Crime agency needs resources to pursue fraudsters
11 September 2007
Crime agency needs resources to pursue fraud kingpins
Green Party Justice Spokesperson Nandor Tanczos has stressed that the new Organised Crime Agency unveiled today needs both a clear mandate and sufficient resources to properly investigate white collar crime in New Zealand.
"The investigation of complex white collar fraud is a costly and time consuming process, with no guarantee at the end of the road that a clever QC won't win an acquittal. .
"The Greens will be seeking to ensure this new agency doesn't signal a shift away from investigating complex corporate crime schemes, and towards seeking easy convictions from the crime minnows, rather than tackling the kingpins," Nandor says.

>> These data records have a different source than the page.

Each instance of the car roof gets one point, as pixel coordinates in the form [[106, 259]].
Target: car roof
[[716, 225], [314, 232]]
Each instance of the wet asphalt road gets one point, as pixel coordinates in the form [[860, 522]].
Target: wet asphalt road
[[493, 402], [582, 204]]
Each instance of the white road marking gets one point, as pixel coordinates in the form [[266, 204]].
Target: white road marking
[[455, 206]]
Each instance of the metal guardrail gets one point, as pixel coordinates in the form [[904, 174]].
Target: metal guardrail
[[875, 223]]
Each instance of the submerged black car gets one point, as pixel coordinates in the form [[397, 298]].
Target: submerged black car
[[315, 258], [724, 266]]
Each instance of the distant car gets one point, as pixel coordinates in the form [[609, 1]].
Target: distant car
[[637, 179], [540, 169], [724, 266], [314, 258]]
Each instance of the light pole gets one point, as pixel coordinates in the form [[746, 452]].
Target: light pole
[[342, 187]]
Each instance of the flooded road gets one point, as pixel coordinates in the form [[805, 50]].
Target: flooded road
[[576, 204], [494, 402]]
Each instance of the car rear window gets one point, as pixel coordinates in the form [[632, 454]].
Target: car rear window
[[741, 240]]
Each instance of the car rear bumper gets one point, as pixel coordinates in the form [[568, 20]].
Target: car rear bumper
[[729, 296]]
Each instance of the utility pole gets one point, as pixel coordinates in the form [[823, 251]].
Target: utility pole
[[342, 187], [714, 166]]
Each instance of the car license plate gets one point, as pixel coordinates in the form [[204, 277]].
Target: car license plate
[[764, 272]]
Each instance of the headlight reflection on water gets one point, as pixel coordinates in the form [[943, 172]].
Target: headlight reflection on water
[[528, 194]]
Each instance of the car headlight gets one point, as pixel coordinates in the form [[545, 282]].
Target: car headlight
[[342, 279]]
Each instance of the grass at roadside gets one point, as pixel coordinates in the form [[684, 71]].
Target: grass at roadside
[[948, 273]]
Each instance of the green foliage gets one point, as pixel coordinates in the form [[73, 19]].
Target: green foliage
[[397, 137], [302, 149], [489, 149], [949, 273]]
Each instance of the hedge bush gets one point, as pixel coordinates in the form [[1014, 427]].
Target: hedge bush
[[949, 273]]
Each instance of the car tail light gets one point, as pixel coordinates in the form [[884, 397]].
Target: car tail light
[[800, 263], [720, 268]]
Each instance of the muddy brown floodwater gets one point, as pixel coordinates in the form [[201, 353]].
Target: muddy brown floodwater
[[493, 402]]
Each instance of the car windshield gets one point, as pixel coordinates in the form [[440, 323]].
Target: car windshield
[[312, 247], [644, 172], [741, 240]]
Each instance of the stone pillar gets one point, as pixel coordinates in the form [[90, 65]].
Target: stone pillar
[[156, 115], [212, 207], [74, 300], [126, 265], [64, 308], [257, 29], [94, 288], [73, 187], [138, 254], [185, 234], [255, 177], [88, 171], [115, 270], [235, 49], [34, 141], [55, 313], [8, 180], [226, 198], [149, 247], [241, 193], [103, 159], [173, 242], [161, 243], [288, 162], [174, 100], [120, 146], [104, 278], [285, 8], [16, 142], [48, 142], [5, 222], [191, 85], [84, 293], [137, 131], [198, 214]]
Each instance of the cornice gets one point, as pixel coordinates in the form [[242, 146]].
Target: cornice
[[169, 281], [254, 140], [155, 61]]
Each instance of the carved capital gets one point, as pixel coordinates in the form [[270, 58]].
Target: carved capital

"The Government has taken the opportunity offered by the retirement of Serious Fraud Office chief David Bradshaw and folded the SFO into the new Organised Crime Agency, with the aim of increasing the ability of Police and other agencies to suppress organised crime here and around the Pacific.
"Worryingly, this new framework places the investigation, prosecution and recovery of criminally derived assets all within the hands of the Police. Such a concentration of powers raises the risk that vendettas could be pursued by the Police, at the expense of the wider set of priorities more likely if some of those decisions were kept at arm's length.
"It is not as if the OCA will inherit an ideal situation as regards white collar crime. Ever since the SFO decided not to prosecute the Magnum transaction in the Winebox, critics have alleged that the SFO has at times shied away from tackling the bigger fish, and boosted its strike rate of prosecutions by pursuing the minnows of corporate crime.
"The OCA has to maintain a commitment to cracking down on major corporate fraud - and not be diverted entirely to gang-related crime, or to terrorism-related money laundering. It is worth recalling that people lost more in the shonky financial dealings of the 1980s than from the rest of property crime combined during that period.
"The public needs to be re-assured that the OCA will give fresh focus and commit sufficient resources to the task of putting major white collar criminals behind bars," Nandor says.